A flag that flew over a nation that allowed slavery, but whose people had the courage more than 150 years ago to say it was wrong – and the guts to admit the wrong and refuse to allow it any more. The pledge goes like this, in the words of babes:
“I pledge allegiance to the flag of the United States of America, and to the republic for which it stands, one nation under God, indivisible, with liberty and justice for all.”
The tiny kids know the words as well as any. They love to sing it. The words dance.
Bigger kids know all the words.
“It means to follow God and love each other,” said Lauren McCray, age 5.
“It means love,” said Channing Cannon, 4. “We love each other.”
The children from Woodhaven Baptist Child Development Center never pointed out that one is black and the other white, and they sure never mentioned the Confederate battle flag. They held hands while they recited the pledge. It was enough to make a grown man in South Carolina weep in this age of killing in a church over racial hate, and the Confederate flag that is a symbol of that hate that somehow still flies in front of our state Capitol.
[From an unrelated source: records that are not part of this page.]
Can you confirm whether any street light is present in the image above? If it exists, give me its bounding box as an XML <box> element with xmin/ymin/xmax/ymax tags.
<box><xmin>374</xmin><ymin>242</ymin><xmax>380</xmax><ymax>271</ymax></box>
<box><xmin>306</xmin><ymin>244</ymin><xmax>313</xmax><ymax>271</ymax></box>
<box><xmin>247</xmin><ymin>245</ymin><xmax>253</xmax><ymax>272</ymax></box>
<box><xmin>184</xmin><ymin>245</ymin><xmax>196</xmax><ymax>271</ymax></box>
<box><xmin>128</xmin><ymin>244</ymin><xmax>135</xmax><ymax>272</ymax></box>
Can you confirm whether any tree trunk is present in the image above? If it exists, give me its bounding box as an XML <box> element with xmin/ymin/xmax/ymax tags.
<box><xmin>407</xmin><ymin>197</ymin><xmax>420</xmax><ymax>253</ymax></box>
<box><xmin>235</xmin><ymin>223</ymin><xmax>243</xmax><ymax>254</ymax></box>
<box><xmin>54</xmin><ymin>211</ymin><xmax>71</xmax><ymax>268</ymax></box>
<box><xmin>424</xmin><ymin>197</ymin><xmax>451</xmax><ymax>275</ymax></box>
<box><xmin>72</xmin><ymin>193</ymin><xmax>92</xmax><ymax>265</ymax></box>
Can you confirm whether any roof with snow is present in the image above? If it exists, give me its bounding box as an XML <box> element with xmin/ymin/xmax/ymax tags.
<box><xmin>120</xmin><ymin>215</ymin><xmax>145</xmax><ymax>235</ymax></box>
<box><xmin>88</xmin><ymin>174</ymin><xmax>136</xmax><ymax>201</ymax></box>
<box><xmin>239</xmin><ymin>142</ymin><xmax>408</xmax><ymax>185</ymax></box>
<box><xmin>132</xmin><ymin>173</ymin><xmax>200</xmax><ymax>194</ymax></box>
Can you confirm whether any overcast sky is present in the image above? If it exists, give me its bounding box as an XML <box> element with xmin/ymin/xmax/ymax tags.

A flag that politicians who needed blood to vote on this issue will do so this week. A flag of slavery and heritage – some say proud heritage, while others say a shameful hateful one – that divides adults and never is used in the same sentence with the word love.
Woodhaven held its annual parade last week to honor America and its independence. Trinity Moore, 9, and classmate Kendall Stutts made up a song for the parade. It is called, simply, “Peace, Love, Freedom.”
The girls rode their scooters together in the parade, belting out the song as the wind whipped by. Friends Hayley Lieb and Sara Jane Moore and Jordyn Ford and others joined in.
The song is simple. It is all chorus. It never gets old.
Simply, “Peace, Love, Freedom,” sung over and over, in different ways, by 7-, 8- and 9-year-olds.
Trinity is black and her friend Kendall – co-writer of the greatest song ever penned by a kid – is white. Their faces shone and their eyes sparkled as they sang together the words, their shoulders bumped up against each other, their hands intertwined and their smiles leaping into the future.
Each wore American flag emblems and shirts. They had decorated their scooters with American flags. Kendall even wore American flag glasses.
They are friends and classmates in a state divided so long by racial hatred.
But these kids are not divided. They need no politicians to debate any longer. They know right from wrong.
Trinity and Kendall were asked what flag matters in Rock Hill and in South Carolina.
“The American flag!” each screamed out.
They said it together.
Then they got on their scooters and rushed off into a future in which maybe – once that Confederate battle flag is removed from the State House grounds – “Peace, Love, Freedom” will be true not just for them, but for all of us.